A few clinical studies involving bioprinted bone constructs have been reported so far (Uzeda et al., 2017). Biphase calcium phosphate (BCP) scaffold fabrication was tested in clinical trials (Beheshtizadeh et al., 2022). Mangano et al. (Mangano et al., 2013) reported the case study of a patient undergoing maxillary buccal plate bone regeneration using a 3D-printed construct. Due to the high biocompatibility of BCP, the scaffold was easily integrated into the formed bone area. The 3D printed BCP scaffold was later evaluated clinically and histologically (Mangano et al., 2021). It was found that, after a time period of 7 years, biomaterial volume reduced about 23% and more than 57% of the entire mineralized tissue consisted of newly produced bone tissue. BCP scaffolds in bone substitutes have been the subject of further studies (Sun and Yang, 2015), (Wang and Yeung, 2017). The use of porous ceramic bone scaffolds, used for the reconstruction of bone tissue, has been reported as well (Lin et al., 2019). In a recent study, Poly (ε-caprolactone) (PCL), gelatin (GEL), bacterial cellulose (BC), and different hydroxyapatite (HA) concentrations were used to fabricate a novel PCL/GEL/BC/HA composite scaffold using 3D printing method for bone tissue engineering applications. The addition of both bacterial cellulose (BC) and hydroxyapatite (HA) into a PCL/GEL scaffold increased cell proliferation and attachment. PCL/GEL/BC/HA composite scaffolds provide a possible new approach to bone tissue engineering applications (Cakmak et al., 2020).

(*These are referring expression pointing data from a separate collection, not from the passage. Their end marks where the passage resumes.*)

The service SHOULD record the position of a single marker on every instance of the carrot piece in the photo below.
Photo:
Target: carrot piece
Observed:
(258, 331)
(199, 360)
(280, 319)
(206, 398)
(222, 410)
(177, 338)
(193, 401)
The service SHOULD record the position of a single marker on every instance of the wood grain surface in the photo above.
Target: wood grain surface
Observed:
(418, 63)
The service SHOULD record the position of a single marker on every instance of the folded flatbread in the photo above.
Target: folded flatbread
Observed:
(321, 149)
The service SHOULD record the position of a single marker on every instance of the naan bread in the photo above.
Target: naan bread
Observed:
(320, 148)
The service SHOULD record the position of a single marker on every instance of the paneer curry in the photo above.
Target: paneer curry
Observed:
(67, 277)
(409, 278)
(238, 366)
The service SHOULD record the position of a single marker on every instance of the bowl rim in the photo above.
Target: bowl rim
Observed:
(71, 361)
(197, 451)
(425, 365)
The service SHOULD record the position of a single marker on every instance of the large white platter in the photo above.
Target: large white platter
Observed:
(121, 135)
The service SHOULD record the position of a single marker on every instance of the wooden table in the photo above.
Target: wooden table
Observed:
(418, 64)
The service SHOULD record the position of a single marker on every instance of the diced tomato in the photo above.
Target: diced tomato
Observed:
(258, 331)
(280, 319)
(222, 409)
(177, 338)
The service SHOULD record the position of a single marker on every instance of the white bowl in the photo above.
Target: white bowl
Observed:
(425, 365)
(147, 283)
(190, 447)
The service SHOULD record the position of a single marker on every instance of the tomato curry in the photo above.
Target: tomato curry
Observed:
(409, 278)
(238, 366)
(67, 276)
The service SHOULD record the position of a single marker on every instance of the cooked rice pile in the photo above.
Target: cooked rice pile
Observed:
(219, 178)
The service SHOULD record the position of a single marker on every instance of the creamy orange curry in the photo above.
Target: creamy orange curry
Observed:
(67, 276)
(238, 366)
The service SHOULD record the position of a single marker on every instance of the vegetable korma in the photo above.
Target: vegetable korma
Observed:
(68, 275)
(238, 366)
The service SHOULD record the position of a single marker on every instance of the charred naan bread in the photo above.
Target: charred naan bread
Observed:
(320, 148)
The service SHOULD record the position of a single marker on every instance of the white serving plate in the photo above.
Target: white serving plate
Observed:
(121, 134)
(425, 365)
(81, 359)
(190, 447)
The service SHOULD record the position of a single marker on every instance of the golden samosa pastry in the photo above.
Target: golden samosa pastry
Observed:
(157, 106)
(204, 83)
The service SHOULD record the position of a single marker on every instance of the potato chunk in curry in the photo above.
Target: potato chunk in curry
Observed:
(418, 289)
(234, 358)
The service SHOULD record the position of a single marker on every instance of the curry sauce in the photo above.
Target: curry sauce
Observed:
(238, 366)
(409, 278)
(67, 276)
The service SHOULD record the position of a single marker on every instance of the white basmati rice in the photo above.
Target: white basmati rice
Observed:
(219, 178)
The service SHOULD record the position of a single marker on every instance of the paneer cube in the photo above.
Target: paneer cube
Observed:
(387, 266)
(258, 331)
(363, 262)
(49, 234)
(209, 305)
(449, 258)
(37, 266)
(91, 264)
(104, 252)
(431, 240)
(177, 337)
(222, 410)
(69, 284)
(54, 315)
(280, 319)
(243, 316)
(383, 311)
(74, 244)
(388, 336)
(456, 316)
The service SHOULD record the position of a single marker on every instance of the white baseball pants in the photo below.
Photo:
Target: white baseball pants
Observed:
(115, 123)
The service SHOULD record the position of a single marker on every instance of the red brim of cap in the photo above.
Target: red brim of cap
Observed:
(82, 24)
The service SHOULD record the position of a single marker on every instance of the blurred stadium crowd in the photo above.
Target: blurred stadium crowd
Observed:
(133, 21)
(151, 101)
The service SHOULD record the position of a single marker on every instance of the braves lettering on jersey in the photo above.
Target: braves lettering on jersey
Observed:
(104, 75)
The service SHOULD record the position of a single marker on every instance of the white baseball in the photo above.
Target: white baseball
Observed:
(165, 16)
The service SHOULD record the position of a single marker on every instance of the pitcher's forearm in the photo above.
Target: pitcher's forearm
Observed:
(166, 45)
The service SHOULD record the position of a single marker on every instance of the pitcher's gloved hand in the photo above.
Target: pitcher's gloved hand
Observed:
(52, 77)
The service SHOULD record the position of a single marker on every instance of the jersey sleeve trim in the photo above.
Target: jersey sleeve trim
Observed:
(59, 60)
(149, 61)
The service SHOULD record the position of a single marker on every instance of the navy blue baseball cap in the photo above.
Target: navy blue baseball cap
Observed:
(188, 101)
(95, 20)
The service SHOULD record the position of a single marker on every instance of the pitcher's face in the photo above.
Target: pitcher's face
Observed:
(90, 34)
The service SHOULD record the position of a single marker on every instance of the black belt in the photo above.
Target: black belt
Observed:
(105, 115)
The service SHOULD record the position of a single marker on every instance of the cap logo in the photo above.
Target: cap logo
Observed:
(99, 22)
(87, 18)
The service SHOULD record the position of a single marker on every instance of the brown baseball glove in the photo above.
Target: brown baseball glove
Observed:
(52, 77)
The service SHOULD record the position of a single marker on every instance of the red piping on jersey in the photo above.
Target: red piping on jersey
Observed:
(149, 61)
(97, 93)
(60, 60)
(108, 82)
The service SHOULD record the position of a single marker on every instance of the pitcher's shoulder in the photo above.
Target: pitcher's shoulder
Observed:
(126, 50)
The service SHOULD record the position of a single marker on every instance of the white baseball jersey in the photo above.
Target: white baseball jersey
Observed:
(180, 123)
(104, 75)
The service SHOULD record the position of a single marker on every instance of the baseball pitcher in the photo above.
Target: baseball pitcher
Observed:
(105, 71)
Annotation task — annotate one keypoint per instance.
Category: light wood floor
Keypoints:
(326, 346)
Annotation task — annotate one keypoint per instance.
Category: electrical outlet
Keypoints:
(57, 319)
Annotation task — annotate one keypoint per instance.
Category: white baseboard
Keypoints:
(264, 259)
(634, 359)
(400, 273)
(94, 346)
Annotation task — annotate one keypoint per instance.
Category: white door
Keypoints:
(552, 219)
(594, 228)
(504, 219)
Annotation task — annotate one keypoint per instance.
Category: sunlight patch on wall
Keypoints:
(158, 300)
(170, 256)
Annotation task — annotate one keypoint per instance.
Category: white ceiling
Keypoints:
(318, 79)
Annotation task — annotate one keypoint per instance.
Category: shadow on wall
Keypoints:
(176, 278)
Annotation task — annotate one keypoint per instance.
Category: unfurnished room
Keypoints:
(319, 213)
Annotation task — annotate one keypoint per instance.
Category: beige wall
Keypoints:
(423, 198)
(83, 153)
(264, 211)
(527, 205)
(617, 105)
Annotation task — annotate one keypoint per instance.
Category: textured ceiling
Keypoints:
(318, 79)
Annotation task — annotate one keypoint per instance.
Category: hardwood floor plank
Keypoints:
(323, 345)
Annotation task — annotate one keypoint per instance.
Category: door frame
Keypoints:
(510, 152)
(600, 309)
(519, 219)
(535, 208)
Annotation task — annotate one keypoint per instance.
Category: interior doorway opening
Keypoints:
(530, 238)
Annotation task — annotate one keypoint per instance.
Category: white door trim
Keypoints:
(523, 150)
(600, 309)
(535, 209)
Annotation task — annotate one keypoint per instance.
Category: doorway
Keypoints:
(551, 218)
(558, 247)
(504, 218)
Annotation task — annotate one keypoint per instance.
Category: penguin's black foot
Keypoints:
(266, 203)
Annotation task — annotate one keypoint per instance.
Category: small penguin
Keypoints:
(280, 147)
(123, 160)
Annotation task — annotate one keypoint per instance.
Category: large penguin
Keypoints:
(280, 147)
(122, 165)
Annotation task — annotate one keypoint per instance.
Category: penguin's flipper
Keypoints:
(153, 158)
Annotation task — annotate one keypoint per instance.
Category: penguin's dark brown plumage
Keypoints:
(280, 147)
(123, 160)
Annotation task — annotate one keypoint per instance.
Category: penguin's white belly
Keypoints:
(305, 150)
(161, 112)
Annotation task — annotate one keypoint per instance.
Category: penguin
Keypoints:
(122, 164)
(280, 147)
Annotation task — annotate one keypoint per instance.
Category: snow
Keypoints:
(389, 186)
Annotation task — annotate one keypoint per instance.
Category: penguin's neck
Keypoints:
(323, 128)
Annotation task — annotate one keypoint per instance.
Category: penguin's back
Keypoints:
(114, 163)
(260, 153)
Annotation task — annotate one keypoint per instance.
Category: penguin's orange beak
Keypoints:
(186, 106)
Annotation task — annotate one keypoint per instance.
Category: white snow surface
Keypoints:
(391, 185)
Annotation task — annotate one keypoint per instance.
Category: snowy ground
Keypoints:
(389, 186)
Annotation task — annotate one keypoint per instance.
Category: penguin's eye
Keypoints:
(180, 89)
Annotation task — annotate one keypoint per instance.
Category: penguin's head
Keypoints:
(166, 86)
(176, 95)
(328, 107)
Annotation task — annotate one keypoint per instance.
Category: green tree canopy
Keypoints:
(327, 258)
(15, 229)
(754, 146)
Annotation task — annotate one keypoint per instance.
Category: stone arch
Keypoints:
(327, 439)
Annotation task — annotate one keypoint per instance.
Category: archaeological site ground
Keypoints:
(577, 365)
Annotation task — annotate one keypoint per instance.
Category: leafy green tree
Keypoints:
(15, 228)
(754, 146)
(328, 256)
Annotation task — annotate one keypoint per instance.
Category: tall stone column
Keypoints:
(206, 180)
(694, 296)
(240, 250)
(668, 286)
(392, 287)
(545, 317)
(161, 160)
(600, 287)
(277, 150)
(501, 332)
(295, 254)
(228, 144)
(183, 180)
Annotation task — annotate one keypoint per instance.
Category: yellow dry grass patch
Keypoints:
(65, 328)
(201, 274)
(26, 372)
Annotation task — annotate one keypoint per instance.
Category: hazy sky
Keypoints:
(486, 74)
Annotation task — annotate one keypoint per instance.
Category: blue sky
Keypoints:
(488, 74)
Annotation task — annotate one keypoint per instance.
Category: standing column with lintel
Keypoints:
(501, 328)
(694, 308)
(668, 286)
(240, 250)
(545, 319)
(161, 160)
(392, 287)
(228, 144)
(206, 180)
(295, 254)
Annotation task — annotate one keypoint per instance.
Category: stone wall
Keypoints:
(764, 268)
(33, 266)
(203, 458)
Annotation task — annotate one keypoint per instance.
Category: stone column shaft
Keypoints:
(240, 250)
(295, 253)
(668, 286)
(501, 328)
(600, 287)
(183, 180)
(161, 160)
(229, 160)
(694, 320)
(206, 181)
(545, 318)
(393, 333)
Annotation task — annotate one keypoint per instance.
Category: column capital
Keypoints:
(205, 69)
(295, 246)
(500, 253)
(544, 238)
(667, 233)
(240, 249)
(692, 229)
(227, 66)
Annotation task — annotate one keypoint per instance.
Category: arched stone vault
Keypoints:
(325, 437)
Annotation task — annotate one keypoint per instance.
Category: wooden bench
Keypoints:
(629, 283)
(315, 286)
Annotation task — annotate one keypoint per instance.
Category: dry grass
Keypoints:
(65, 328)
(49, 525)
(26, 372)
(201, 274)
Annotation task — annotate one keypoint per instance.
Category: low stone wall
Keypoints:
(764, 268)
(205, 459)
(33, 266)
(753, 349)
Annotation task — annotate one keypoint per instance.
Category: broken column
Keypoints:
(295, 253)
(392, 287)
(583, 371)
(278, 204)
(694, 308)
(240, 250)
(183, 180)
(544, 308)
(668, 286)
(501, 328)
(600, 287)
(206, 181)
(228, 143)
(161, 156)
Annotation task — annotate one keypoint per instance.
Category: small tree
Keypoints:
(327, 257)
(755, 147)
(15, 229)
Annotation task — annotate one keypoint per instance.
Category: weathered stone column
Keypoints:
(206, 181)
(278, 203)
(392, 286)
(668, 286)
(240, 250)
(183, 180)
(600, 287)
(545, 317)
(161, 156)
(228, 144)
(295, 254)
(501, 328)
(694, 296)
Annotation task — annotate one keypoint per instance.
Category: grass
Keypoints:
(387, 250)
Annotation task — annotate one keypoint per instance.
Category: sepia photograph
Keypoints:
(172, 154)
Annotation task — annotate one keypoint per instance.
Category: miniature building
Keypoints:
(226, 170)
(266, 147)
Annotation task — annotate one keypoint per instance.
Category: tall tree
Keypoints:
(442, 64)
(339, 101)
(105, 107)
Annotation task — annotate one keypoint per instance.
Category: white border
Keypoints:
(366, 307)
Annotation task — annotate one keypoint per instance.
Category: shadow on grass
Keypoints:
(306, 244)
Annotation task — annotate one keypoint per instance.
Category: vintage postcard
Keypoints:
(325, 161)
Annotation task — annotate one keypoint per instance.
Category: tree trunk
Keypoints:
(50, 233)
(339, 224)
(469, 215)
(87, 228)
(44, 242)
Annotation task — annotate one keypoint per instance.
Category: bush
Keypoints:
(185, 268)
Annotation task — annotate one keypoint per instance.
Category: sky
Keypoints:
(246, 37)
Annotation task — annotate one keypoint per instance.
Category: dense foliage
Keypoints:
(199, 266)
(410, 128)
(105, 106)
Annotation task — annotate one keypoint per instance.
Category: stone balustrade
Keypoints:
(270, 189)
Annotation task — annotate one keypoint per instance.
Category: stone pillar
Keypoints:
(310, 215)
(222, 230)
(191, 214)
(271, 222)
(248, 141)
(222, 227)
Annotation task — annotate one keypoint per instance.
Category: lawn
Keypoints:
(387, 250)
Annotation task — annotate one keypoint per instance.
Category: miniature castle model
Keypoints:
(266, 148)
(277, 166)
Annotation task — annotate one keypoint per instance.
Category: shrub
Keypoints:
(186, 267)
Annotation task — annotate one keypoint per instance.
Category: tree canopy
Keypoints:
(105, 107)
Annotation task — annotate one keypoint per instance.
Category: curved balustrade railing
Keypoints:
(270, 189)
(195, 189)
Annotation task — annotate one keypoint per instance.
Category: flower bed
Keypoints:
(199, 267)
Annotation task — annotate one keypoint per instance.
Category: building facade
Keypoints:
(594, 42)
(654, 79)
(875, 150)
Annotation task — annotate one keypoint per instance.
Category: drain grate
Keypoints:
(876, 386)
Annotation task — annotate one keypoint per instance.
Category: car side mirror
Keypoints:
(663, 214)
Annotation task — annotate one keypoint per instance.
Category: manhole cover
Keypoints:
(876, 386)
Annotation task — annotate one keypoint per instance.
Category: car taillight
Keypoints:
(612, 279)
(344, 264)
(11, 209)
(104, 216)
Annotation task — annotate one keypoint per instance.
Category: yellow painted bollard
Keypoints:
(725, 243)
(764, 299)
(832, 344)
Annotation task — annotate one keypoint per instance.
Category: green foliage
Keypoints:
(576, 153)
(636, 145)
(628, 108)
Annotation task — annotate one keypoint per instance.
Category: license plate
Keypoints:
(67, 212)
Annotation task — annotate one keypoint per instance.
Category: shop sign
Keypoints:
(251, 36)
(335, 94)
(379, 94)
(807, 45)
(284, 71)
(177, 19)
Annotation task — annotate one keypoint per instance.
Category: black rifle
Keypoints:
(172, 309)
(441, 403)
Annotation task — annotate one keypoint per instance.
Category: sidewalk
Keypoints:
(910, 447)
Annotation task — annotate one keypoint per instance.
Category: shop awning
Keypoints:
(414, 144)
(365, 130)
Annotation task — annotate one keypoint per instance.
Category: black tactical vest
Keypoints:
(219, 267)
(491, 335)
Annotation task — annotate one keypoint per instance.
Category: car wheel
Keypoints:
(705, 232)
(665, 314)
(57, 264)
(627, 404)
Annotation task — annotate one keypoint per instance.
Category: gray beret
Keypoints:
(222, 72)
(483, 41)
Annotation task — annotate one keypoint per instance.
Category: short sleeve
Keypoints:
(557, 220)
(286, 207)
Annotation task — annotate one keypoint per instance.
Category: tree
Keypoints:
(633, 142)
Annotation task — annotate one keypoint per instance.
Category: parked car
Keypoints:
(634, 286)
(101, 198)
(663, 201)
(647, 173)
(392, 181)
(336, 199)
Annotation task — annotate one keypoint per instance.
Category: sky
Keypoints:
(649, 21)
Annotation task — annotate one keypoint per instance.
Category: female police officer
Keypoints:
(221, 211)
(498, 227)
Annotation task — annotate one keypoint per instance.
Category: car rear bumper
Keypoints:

In a different study, a hybrid system consisting of 3D printed PCL filled with hydrogel was developed as an application for reconstruction of long bone defects, which are intrinsically challenging to repair as large segments of the bone may be entirely missing. The hydrogel was a mixture of alginate, gelatin, and nano-hydroxyapatite, infiltrated with human mesenchymal stem cells (hMSC) to enhance the osteoconductivity and biocompatibility of the system (Hernandez, Kumar, and Joddar, 2017).
5.2 Cartilage
Yang et al. (Yang et al., 2018), used collagen/alginate bioinks for cartilage regeneration. Jiang et al. (Jiang et al., 2019), reported that chondrocytes show elevated cell viability and good proliferation with highly polymerized actin. In the study, the expression of internal glycosaminoglycans was increased over time and cartilage-specific markers were upregulated in the 3D printed structure. Markstedt et al. printed a cell-laden construct for cartilage regeneration, demonstrating high shape fidelity and size stability, together with good cell distribution and >70% viability (Markstedt et al., 2015). O 'Connell et al. developed a new portable device, or “Biopen”, that allows use of bioprinting and manual control of scaffold deposition during surgery, with or without live cells (O’Connell et al., 2016). The Biopen is basically a portable extruder based on a pneumatic dispensing system and equipped with a photocuring source. It was employed by the Group to create GelMA/HAM bioscaffolds, consisting of a core and a shell and have a mechanical resistance of 200 Kpa and retention on encased cell viability for chondral tissue repair. The work from O'Connell et al. unfolded the great potential of multi-ink bioprinting, with special regard to co-axial bioprinting for in vivo application, also during surgery. The portable Biopen has also been used to study deep chondral defects in sheep animal models and proved the safety and the potential clinical efficacy of the system. This has represented the first approach to an in-situ 3D bioprinting, holding a great potential for future clinical application (O’Connell et al., 2016; Duchi et al., 2017; Bella et al., 2018) (Figure 5). Rathan et al. have developed alginate bioinks, similar to the cartilage ECM (cECM) for the fabrication of cartilage tissue. These bioinks could improve MSC viability upon bioprinting, as well as in vitro chondrogenesis. Bioinks with high cECM content have been associated with higher gene expression of COL2 and ACAN (Aggrecan). These bioinks supplemented with MSC and TGF-β3 have resulted in a robust chondrogenesis, which can make them suitable for direct cartilage tissue repair (so called print and implant). The study has introduced a new class of functionalised bioinks that may apply to regenerative engineering of muscle-skeletal system (Rathan et al., 2019).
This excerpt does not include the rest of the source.